Royce O’Neale, who has been steady throughout the playoffs came up big on the road scoring nine points, grabbing nine rebounds, while recording three takeaways.

Two of O’Neale’s rebounds came late in the fourth quarter while forcing a turnover on a Memphis inbounds play late in the game.

“He’s such a competitor and he’s a smart player,” Snyder said. “When you have that mindset that you want to impact the game any way you can, you usually find ways to do it.”

Joe Ingles added five rebounds and four assists, while Derrick Favors played 15 important minutes, giving Gobert a spell after getting into foul trouble in the second quarter, scoring eight points on 4-5 shooting.

In total, the Jazz bench of Ingles, Favors, Clarkson, and Georges Niang scored 40 points, outdueling the 30 points from the Grizzlies second unit, and help the Jazz earn the win.

Snyder Continues To Manage Minutes

Though all four games of the series have been within single digits in the fourth quarter, no Jazz player has seen an exaggerated jump in playoff minutes.

Through four games, Conley’s 37 minute, 11-second outing in game two is the most minutes accrued by any one player so far in the series.

Meanwhile, Memphis as had at least one player register 39 minutes or more in each game of the series.

“It’s tough physically but more so mentally just knowing the pressure of each possession and the gravity of the situation you’re out there, it’s a lot to carry,” Conley said of increased playoff minutes. “We have a team that we rely heavily on eight or nine guys, and guys who can split those minutes up.”

Snyder has stuck to a deeper rotation, even as Mitchell’s minute restriction has climbed from 25 minutes, to 30 minutes, to 35 minutes in game four, and it’s paid off.

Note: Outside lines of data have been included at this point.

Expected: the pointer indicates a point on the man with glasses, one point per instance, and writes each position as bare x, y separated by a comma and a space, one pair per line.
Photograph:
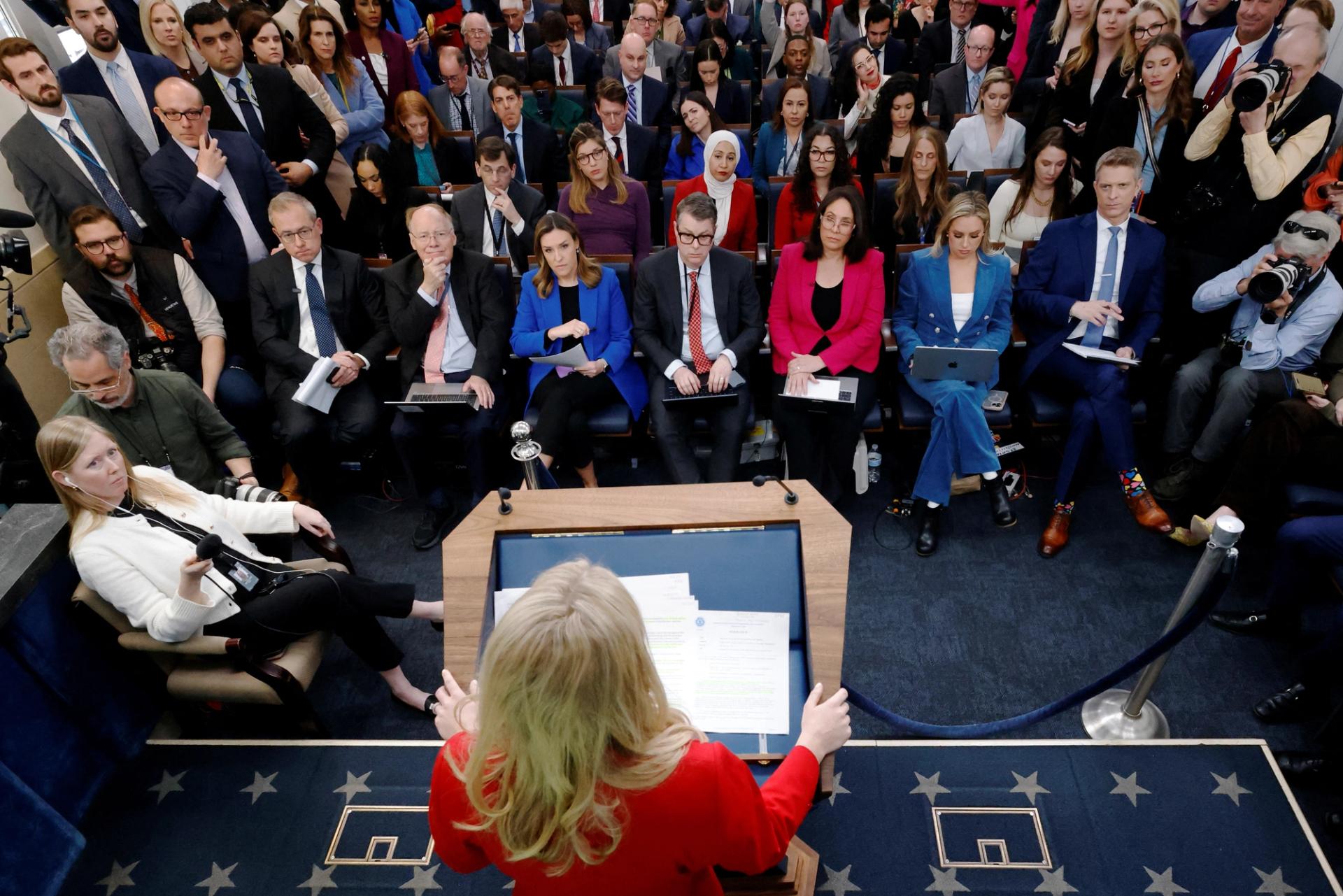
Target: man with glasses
215, 188
159, 418
697, 319
453, 320
1213, 395
315, 301
957, 89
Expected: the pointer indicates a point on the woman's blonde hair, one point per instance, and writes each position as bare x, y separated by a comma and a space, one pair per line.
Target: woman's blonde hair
571, 713
965, 204
59, 445
579, 183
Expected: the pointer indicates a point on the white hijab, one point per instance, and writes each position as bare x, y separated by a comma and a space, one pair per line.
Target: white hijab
720, 191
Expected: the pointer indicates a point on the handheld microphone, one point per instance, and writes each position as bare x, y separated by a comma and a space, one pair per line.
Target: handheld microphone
790, 497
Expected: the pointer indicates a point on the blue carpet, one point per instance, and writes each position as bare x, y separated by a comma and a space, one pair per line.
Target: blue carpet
253, 820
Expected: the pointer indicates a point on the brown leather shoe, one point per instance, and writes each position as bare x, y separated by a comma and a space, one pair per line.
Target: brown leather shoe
1147, 513
1055, 538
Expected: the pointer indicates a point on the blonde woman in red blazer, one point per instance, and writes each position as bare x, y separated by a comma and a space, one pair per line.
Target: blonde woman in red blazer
825, 320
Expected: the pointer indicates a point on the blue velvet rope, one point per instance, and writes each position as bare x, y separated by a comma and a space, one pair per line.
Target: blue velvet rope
1182, 629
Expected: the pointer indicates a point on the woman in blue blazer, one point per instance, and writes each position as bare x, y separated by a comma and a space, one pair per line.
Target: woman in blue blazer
567, 301
957, 296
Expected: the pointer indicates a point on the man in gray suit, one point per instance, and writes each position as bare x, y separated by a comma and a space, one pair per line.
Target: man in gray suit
664, 55
461, 102
513, 208
74, 151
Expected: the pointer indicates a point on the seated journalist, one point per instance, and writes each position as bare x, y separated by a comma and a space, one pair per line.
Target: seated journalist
134, 536
645, 804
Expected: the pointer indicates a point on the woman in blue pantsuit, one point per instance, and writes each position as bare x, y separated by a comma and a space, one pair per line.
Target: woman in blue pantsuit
955, 294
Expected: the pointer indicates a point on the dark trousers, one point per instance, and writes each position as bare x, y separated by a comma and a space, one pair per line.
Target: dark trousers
1293, 439
308, 436
417, 437
337, 601
563, 406
818, 441
1099, 394
1233, 394
676, 422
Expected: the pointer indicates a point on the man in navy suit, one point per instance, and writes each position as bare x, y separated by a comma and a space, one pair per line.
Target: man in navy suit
1220, 52
214, 190
1095, 281
112, 71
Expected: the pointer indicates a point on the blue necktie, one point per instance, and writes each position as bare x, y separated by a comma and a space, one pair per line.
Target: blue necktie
318, 312
518, 153
1106, 293
116, 202
250, 118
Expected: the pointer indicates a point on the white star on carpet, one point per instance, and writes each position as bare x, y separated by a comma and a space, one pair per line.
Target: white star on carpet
1163, 883
353, 786
1028, 786
930, 788
839, 788
260, 786
319, 880
218, 879
1128, 788
1053, 883
118, 878
422, 879
944, 881
1275, 884
171, 783
1229, 788
837, 881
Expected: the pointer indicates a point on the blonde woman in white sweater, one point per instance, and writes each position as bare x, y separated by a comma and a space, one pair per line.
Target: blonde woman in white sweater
134, 536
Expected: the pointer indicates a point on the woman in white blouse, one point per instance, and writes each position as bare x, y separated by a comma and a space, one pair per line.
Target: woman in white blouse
989, 138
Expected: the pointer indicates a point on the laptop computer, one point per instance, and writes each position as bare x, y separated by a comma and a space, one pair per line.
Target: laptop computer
422, 395
967, 364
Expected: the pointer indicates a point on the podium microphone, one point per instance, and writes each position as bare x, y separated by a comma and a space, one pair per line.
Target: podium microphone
790, 497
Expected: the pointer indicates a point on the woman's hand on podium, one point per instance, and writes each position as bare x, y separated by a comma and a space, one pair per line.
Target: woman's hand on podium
825, 726
455, 710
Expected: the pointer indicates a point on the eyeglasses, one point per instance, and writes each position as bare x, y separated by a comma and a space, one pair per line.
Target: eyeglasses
94, 390
699, 239
290, 236
97, 246
1309, 233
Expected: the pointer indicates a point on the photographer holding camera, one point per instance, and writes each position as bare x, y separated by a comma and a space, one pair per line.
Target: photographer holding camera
1287, 304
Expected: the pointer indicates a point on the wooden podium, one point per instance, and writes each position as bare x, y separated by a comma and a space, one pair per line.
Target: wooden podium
469, 581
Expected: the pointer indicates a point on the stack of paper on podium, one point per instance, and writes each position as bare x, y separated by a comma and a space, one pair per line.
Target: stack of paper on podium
727, 671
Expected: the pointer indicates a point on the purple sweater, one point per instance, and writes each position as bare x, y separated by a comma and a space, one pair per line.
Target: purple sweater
614, 230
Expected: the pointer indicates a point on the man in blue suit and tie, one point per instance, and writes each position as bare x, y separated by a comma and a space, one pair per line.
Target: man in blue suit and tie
1095, 281
214, 190
122, 77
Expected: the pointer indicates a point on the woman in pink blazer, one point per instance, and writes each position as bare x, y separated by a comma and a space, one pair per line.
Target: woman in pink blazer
825, 320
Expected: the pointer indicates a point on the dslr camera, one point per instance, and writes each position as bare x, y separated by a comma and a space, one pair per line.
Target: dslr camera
1255, 90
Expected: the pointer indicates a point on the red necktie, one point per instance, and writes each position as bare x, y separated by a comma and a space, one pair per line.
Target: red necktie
697, 356
436, 340
155, 327
1223, 81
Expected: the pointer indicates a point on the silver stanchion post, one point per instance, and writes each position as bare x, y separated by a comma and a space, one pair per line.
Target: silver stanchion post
527, 452
1128, 715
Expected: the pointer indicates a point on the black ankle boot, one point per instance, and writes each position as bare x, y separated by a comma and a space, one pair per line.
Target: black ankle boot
1000, 506
925, 541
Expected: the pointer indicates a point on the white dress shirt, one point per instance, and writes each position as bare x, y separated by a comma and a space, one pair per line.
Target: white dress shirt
458, 351
234, 203
1102, 248
709, 334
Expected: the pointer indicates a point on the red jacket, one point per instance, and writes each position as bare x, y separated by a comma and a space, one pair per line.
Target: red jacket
856, 339
741, 223
709, 811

The dedication to maintain bench minutes has led to two rough stretches to open the fourth quarters in Memphis but has left extra gas in the game to close games. In game three, the Jazz closed the final four minutes on a 14-2 run to secure the victory.

In game four, after leading by three with 4:14 remaining, the Jazz went on a 7-0 run to take a 116-106, effectively ending the game in Memphis with two and a half minutes left to play.

The Jazz now return home Wednesday relatively well-rested, with a chance to become the first team in the Western Conference to advance out of the opening round.